The read function works on either type of file.

What can go wrong with reading and writing files

Writing to a closed file descriptor:

Example code	What happens
`close(1); int i = write(1,"x",1); if (i < 0)` `print(strerror(errno));`	write fails, returns -1 to `i` `strerror(errno);` stores details

Reading from a closed file descriptor (closing, opening, then reading):

Example code	What happens
`int fd = open("foo", O_RDONLY); close(fd); int fd1 = open("bar", O_RDONLY); read(fd, buf, sizeofbuf);`	`read` is actually reading from `bar` this is known as aliasing

File descriptor leaks:

Example code	What happens
`1 for (i=0; i<N; i++) 2 { 3 int fd = open(file[i], O_RDONLY); 4 if (fd < 0) 5 { 6 error(); 7 read_and_copy(fd); 8 } 9 }`	file descriptors were never closed your process will run out of resources/memory

Removable devices (USB flash drive):

Example code	What happens
`int fd = open("/dev/usb/flash01", O_RDONLY);` physically remove flash drive at this point in execution `read(fd, buf, sizeofbuf);`	`read` returns -1 with special errno (about lack of flash drive)

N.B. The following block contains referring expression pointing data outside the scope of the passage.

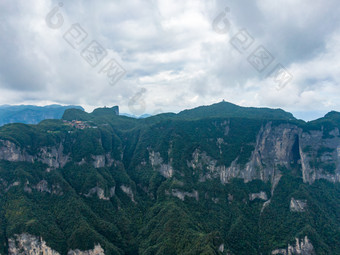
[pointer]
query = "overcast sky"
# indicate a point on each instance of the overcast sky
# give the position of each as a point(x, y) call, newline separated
point(174, 54)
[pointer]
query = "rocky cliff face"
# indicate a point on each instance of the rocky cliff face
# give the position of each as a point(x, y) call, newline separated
point(28, 244)
point(301, 247)
point(52, 156)
point(278, 148)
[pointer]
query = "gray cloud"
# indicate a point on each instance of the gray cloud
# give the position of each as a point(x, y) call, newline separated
point(169, 48)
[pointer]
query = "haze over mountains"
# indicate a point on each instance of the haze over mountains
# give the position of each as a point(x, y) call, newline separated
point(219, 179)
point(31, 114)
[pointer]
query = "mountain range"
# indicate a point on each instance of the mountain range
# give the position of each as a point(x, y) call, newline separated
point(218, 179)
point(31, 114)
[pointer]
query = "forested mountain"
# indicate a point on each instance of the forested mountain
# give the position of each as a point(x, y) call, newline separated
point(218, 179)
point(31, 114)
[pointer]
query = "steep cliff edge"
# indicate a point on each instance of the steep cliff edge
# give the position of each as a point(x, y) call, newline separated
point(102, 183)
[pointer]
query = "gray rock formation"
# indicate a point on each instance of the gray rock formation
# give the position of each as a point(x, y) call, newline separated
point(297, 205)
point(261, 195)
point(52, 156)
point(182, 194)
point(302, 247)
point(157, 163)
point(24, 244)
point(128, 191)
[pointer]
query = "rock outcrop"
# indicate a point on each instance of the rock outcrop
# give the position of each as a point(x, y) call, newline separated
point(297, 205)
point(302, 247)
point(24, 244)
point(157, 163)
point(261, 195)
point(52, 156)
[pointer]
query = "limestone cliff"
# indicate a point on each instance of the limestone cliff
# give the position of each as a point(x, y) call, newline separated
point(28, 244)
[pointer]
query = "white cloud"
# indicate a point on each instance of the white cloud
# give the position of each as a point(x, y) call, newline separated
point(170, 49)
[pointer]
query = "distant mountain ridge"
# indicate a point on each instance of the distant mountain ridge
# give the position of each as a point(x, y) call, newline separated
point(219, 180)
point(31, 114)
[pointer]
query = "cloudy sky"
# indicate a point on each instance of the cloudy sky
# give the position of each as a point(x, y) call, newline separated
point(172, 54)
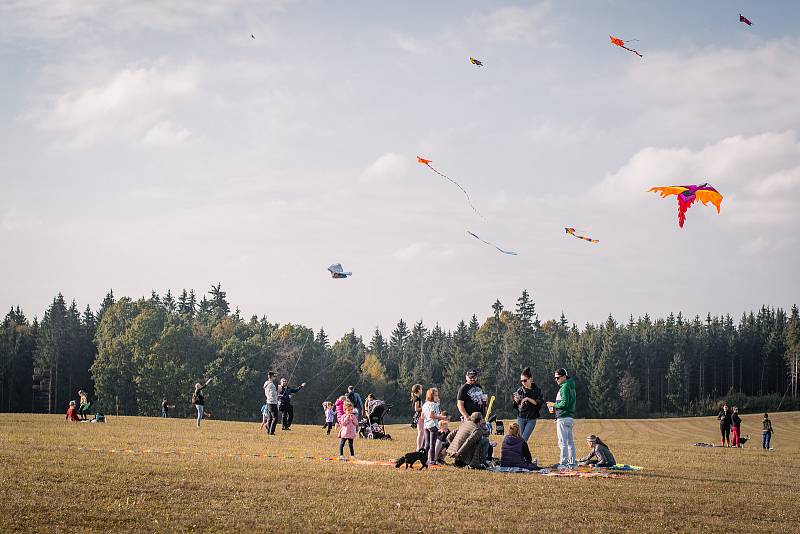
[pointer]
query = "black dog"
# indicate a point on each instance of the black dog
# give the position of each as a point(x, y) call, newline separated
point(410, 458)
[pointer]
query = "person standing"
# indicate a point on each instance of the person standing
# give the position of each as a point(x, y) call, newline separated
point(564, 408)
point(736, 424)
point(285, 393)
point(271, 393)
point(528, 400)
point(199, 401)
point(724, 417)
point(766, 433)
point(471, 398)
point(417, 419)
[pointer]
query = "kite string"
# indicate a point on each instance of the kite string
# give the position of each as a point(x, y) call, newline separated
point(469, 200)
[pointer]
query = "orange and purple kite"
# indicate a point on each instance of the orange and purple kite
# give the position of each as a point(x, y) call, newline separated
point(687, 194)
point(620, 43)
point(427, 163)
point(571, 231)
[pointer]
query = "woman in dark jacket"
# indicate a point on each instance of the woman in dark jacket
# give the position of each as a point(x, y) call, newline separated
point(528, 400)
point(724, 417)
point(515, 452)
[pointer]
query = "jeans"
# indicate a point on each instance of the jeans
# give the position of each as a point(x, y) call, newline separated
point(272, 418)
point(431, 436)
point(526, 427)
point(200, 410)
point(288, 415)
point(566, 443)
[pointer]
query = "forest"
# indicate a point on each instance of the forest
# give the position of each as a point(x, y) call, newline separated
point(130, 354)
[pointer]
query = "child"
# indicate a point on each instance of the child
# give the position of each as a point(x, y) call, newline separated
point(85, 406)
point(430, 411)
point(736, 423)
point(72, 412)
point(330, 416)
point(264, 416)
point(600, 456)
point(347, 429)
point(766, 433)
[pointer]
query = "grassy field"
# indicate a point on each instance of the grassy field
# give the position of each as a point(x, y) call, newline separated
point(49, 484)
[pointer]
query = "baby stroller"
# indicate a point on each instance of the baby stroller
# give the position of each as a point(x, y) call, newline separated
point(374, 429)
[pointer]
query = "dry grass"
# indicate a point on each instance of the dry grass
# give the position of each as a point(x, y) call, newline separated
point(49, 485)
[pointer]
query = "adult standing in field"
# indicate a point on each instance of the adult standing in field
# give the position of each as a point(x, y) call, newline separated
point(285, 393)
point(725, 417)
point(564, 408)
point(199, 401)
point(736, 426)
point(528, 400)
point(471, 398)
point(271, 393)
point(766, 433)
point(417, 419)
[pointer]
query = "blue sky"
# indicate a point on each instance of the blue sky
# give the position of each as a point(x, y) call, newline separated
point(155, 145)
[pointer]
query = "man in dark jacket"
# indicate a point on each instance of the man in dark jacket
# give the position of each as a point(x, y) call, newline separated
point(285, 393)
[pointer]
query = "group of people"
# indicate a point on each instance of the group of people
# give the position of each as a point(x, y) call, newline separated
point(730, 424)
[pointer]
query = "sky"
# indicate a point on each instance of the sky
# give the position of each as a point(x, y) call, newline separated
point(156, 145)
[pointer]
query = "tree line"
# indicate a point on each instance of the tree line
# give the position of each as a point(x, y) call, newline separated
point(130, 354)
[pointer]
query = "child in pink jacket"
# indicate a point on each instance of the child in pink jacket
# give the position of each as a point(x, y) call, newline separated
point(347, 429)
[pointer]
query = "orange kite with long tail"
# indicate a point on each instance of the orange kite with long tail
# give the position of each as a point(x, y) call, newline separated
point(687, 194)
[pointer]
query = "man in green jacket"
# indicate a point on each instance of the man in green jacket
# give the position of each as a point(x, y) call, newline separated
point(565, 410)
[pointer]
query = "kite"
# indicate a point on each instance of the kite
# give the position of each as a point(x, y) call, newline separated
point(571, 231)
point(687, 194)
point(620, 43)
point(337, 271)
point(492, 244)
point(427, 163)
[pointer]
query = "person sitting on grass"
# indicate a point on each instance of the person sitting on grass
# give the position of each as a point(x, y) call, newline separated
point(466, 448)
point(85, 406)
point(72, 412)
point(348, 423)
point(600, 456)
point(515, 451)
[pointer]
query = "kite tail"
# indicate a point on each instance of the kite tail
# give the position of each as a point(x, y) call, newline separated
point(469, 200)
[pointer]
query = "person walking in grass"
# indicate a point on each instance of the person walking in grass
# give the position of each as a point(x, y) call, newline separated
point(766, 432)
point(564, 408)
point(271, 394)
point(528, 400)
point(432, 416)
point(417, 420)
point(736, 424)
point(724, 417)
point(347, 429)
point(199, 401)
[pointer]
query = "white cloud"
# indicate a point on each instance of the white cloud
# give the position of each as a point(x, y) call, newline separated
point(514, 23)
point(165, 134)
point(757, 175)
point(411, 252)
point(126, 102)
point(387, 166)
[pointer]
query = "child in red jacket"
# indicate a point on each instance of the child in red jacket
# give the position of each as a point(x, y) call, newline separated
point(72, 412)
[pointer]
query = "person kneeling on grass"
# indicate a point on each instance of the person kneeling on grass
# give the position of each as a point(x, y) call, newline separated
point(515, 452)
point(466, 448)
point(600, 456)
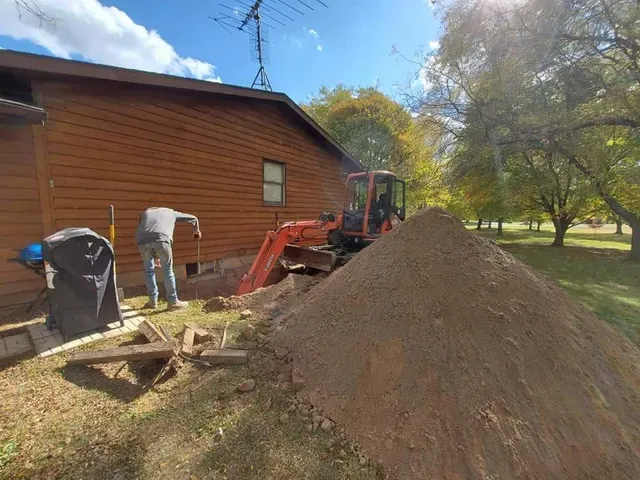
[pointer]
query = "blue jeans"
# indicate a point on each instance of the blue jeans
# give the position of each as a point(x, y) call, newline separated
point(162, 251)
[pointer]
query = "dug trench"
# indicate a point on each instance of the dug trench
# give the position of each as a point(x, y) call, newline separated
point(445, 357)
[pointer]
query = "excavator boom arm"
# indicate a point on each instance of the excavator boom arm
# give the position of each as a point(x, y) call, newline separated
point(310, 232)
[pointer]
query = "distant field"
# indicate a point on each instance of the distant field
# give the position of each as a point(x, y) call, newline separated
point(579, 236)
point(593, 268)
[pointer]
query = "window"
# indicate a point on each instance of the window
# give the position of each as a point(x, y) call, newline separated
point(273, 175)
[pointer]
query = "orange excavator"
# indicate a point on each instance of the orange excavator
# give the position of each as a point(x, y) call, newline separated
point(374, 204)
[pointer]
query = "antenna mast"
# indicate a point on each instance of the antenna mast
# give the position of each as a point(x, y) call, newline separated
point(248, 19)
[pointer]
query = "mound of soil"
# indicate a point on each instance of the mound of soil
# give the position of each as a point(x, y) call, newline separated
point(270, 300)
point(447, 358)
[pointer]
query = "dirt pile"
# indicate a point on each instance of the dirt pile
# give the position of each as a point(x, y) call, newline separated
point(270, 300)
point(446, 358)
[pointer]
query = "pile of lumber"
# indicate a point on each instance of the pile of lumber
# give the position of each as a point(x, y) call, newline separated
point(163, 346)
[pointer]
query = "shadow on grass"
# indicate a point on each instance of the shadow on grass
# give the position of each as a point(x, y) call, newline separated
point(90, 378)
point(604, 280)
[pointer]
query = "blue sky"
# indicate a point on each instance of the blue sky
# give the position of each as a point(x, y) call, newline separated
point(356, 38)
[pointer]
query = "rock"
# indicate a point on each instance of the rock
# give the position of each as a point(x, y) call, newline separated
point(247, 385)
point(248, 332)
point(297, 382)
point(281, 353)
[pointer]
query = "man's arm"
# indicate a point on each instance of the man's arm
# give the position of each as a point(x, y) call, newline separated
point(192, 219)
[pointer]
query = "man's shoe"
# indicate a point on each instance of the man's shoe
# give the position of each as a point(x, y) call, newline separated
point(150, 305)
point(177, 305)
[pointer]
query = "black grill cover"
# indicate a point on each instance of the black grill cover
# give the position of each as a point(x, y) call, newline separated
point(82, 285)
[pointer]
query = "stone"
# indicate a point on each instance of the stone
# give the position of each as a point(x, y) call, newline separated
point(281, 353)
point(247, 385)
point(326, 425)
point(248, 332)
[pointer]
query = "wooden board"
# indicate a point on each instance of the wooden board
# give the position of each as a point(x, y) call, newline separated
point(149, 330)
point(201, 333)
point(128, 353)
point(225, 356)
point(187, 341)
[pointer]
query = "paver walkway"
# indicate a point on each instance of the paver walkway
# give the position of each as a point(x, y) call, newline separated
point(49, 342)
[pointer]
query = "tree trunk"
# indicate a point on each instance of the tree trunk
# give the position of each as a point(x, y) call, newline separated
point(635, 243)
point(561, 224)
point(632, 219)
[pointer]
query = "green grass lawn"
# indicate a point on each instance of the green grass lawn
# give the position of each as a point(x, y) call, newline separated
point(594, 269)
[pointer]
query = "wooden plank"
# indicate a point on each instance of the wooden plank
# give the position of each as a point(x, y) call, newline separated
point(187, 341)
point(128, 353)
point(149, 330)
point(201, 334)
point(225, 356)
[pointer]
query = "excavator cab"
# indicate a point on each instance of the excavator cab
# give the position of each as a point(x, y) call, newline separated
point(374, 204)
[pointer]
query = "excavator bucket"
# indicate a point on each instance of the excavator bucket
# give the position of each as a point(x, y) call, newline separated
point(319, 259)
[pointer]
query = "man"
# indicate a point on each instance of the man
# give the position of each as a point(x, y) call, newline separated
point(154, 237)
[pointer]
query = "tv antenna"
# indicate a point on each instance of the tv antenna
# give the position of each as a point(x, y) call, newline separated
point(248, 18)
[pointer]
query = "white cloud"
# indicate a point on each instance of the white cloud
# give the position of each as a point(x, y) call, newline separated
point(101, 34)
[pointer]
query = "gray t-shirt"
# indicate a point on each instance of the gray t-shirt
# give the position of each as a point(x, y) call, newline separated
point(157, 224)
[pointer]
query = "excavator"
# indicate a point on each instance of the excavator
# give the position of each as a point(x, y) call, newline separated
point(374, 204)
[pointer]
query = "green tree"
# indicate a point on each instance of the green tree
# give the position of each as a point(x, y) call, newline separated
point(382, 135)
point(554, 81)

Accessing unlinked file (not visible in file system directory):

Example code	What happens
`int fd = open("/tmp/foo", O_RDONLY); unlink("/tmp/foo"); read(fd, buf, sizeofbuf);`	this succeeds: the kernel still has the file open, even though it was removed from the file system the file is still on disk, so it is still possible to read from it

Creating temporary files

NOTE: multithreading will mess this all up so we're assuming this is a single-threaded process.

Let's try using a system call...ideally it would work like this:

int fd = mktempfile(); //file won't be visible to file system/directory
...
close(fd); //reclaim memory

...Unfortunately, this system call doesn't actually exist.

We can try using a library function instead, but it won't be safe.
Here's a first version of the code:

1	 int mktmpfile(void)
	
2  {
	
3      int fd = open("/tmp/foo", O_RDWR | O_CREATE | O_TRUNC, 0600);	//trunc replaces old files with this file name; 0600 is "-rw-r-----"
	
4      if (fd >= 0) //as opposed to 0666 ("-rw-rw-rw-") due to security issues
	
5          unlink("/tmp/foo");
	
6      return fd;
	
7  }

The unsafe features are the O_TRUNC call (because it deletes any possible previous /tmp/foo file and the fact /tmp/foo does appear in the directory for a brief moment. This can cause a race condition with multiple function calls since the file would already be in existence during one of the calls.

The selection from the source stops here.